NLP AND TEXT UNIVERSITY OF ANALYSIS AT THE 
MASSACHUSETTS 
Wendy G. Lehnert 
Department of Computer Science 
University of Massachusetts 
Amherst, MA 01003 
PROJECT GOALS 
Our group is investigating a variety of techniques centered 
around the use of text corpora to support natural language 
processing applications. We are interested in information 
extraction from text, text classification, and knowledge 
acquisition from text corpora. Our goal is to develop 
technologies that can be readily ported across domains and 
scaled up with a minimal amount of manual engineering. 
In particular, we are experimenting with various kinds of 
statistical profiles and case based reasoning systems in 
order to facilitate: 
• semantically-oriented dictionary construction 
• the analysis of complex sentence structures 
• complex domain discriminations 
• specific aspects of discourse analysis 
Although it is doubtful that all manual knowledge 
engineering can be eliminated from the development cycle 
of practical NLP systems, we believe that minimal 
amounts of manual engineering can be highly leveraged 
when used in conjunction with a suitable text corpus. 
Given a specific text processing application and a text 
corpus that is representative of the target texts, we are 
experimenting with different aspects of system 
development that can be fully or partially automated. 
RECENT RESULTS 
Using the UMass/MUC-3 system implementation as a 
starting point, we have been looking at the problem of text 
classification as it pertains to domain relevancy. Based on a 
fully-automated semantic analysis of the MUC-3 texts, we 
have developed statistical profiles to distinguish texts that 
describe legitimate terrorist events from texts that are "near 
misses" with respect to the domain definition. Using these 
profiles, we can discriminate new texts with relatively high 
degrees of recall and precision (as high as 97% recall with 
93% precision on one test run of 100 texts). 

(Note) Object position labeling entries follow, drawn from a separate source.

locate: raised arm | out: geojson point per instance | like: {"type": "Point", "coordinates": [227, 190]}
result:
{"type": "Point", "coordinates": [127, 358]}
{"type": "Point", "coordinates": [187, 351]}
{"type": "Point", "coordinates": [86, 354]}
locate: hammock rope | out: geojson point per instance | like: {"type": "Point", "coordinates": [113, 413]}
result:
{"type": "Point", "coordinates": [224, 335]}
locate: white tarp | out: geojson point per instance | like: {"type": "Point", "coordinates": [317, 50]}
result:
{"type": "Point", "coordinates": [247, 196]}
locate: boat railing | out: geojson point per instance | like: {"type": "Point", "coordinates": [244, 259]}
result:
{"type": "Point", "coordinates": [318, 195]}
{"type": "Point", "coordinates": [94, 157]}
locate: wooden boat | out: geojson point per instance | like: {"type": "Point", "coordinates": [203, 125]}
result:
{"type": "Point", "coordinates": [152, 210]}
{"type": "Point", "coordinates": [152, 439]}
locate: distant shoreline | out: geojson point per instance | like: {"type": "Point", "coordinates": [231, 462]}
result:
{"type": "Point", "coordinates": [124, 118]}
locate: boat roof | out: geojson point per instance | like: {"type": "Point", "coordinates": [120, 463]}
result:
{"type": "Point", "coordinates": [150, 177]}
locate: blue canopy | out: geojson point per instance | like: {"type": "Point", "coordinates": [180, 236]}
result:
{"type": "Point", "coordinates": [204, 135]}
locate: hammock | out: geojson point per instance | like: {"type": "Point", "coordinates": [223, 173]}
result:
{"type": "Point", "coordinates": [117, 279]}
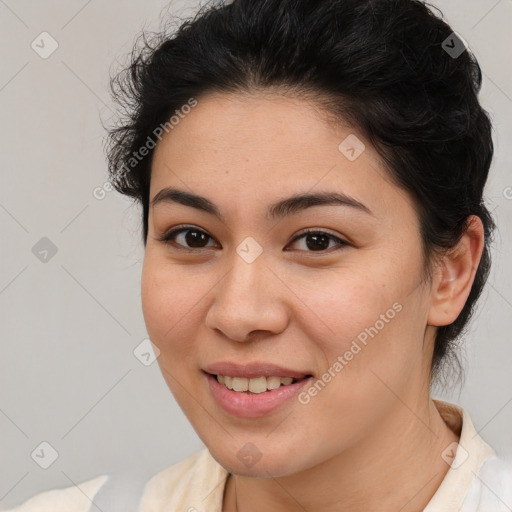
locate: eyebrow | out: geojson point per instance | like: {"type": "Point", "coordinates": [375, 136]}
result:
{"type": "Point", "coordinates": [282, 208]}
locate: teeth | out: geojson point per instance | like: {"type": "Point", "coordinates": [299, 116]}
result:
{"type": "Point", "coordinates": [254, 385]}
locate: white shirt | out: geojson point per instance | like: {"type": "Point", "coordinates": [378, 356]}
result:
{"type": "Point", "coordinates": [477, 481]}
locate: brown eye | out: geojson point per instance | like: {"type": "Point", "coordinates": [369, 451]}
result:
{"type": "Point", "coordinates": [317, 241]}
{"type": "Point", "coordinates": [189, 238]}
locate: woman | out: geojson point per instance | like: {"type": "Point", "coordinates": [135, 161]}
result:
{"type": "Point", "coordinates": [311, 178]}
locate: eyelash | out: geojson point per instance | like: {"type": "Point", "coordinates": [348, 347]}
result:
{"type": "Point", "coordinates": [166, 238]}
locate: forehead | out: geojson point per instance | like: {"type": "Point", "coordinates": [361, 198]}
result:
{"type": "Point", "coordinates": [253, 149]}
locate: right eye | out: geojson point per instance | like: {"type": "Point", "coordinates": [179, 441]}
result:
{"type": "Point", "coordinates": [194, 237]}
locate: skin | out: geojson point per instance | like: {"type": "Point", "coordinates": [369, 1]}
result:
{"type": "Point", "coordinates": [372, 438]}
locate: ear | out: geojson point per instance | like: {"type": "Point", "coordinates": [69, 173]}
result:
{"type": "Point", "coordinates": [455, 274]}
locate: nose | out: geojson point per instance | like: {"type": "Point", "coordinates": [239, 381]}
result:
{"type": "Point", "coordinates": [248, 300]}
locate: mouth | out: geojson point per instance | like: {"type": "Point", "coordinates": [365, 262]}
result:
{"type": "Point", "coordinates": [254, 397]}
{"type": "Point", "coordinates": [255, 385]}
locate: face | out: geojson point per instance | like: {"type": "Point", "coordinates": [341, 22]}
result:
{"type": "Point", "coordinates": [341, 310]}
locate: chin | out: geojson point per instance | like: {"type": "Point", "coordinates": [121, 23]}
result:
{"type": "Point", "coordinates": [250, 462]}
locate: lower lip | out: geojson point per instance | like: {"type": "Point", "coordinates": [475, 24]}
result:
{"type": "Point", "coordinates": [254, 405]}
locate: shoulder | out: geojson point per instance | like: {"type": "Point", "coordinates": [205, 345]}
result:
{"type": "Point", "coordinates": [491, 488]}
{"type": "Point", "coordinates": [76, 498]}
{"type": "Point", "coordinates": [193, 482]}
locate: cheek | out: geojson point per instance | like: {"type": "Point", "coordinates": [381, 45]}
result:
{"type": "Point", "coordinates": [169, 303]}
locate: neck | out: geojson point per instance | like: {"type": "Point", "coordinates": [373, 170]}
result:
{"type": "Point", "coordinates": [397, 467]}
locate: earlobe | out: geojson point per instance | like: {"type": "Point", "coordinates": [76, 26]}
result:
{"type": "Point", "coordinates": [455, 274]}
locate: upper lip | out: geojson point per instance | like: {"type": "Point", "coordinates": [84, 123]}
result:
{"type": "Point", "coordinates": [252, 370]}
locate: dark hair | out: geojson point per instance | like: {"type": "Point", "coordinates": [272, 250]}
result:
{"type": "Point", "coordinates": [391, 68]}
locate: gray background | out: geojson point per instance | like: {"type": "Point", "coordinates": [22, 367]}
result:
{"type": "Point", "coordinates": [69, 325]}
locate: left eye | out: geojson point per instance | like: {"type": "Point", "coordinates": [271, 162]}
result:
{"type": "Point", "coordinates": [193, 238]}
{"type": "Point", "coordinates": [319, 240]}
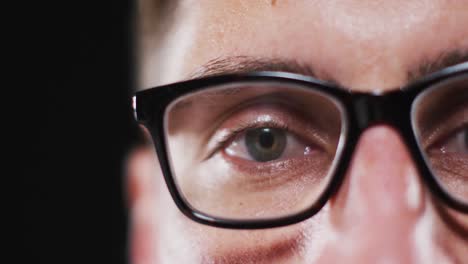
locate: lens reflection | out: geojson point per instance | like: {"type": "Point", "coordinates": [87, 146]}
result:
{"type": "Point", "coordinates": [440, 119]}
{"type": "Point", "coordinates": [253, 150]}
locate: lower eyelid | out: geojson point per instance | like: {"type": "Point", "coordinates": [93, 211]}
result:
{"type": "Point", "coordinates": [275, 173]}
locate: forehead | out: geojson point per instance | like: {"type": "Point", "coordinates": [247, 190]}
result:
{"type": "Point", "coordinates": [364, 45]}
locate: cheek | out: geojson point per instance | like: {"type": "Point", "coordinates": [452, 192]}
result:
{"type": "Point", "coordinates": [189, 242]}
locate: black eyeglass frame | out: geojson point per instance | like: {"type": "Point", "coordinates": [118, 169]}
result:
{"type": "Point", "coordinates": [362, 110]}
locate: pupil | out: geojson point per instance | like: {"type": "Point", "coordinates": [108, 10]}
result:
{"type": "Point", "coordinates": [266, 138]}
{"type": "Point", "coordinates": [265, 144]}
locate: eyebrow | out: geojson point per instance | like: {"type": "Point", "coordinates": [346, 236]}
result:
{"type": "Point", "coordinates": [245, 64]}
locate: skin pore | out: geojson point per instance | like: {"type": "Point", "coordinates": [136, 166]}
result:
{"type": "Point", "coordinates": [382, 213]}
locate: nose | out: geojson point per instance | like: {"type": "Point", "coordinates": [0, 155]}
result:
{"type": "Point", "coordinates": [378, 206]}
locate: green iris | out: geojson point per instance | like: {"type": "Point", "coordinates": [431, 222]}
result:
{"type": "Point", "coordinates": [265, 144]}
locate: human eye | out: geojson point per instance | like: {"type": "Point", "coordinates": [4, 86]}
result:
{"type": "Point", "coordinates": [271, 144]}
{"type": "Point", "coordinates": [456, 143]}
{"type": "Point", "coordinates": [254, 150]}
{"type": "Point", "coordinates": [441, 124]}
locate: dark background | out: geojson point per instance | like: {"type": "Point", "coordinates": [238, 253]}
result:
{"type": "Point", "coordinates": [78, 131]}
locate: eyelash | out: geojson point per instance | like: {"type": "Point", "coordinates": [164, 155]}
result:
{"type": "Point", "coordinates": [233, 133]}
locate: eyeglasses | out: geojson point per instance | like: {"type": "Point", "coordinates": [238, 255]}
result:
{"type": "Point", "coordinates": [268, 149]}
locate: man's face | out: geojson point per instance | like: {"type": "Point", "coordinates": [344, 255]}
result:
{"type": "Point", "coordinates": [383, 212]}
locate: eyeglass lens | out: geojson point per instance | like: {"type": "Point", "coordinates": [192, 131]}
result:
{"type": "Point", "coordinates": [253, 150]}
{"type": "Point", "coordinates": [263, 150]}
{"type": "Point", "coordinates": [440, 122]}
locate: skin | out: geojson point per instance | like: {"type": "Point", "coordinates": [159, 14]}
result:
{"type": "Point", "coordinates": [383, 213]}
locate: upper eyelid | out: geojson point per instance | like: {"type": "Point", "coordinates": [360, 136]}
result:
{"type": "Point", "coordinates": [441, 133]}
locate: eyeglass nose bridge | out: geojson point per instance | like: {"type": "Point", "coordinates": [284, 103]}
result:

We have also been looking at case-based reasoning (CBR) 
techniques and evaluating the utility of CBR in 
conjunction with the MUC-3 text corpus. Drawing once 
again from the UMass/MUC-3 system, we have run 
additional experiments on our CBR-based consolidation 
module in order to better understand its capabilities. In one 
such experiment, we determined that the CBR module is 
capable of producing recall and precision scores for incident 
types that exceed the recorded performance levels of all the 
MUC-3 systems (85% recall with 91% precision). Our 
own UMass/MUC-3 system posted 77% recall with 81% 
precision on incident types. Unfortunately, comparable 
performance improvements have not been obtained for any 
other MUC-3 template slots. 
In a separate CBR effort, we have designed a new CBR 
module that locates referents for the relative pronoun "who" 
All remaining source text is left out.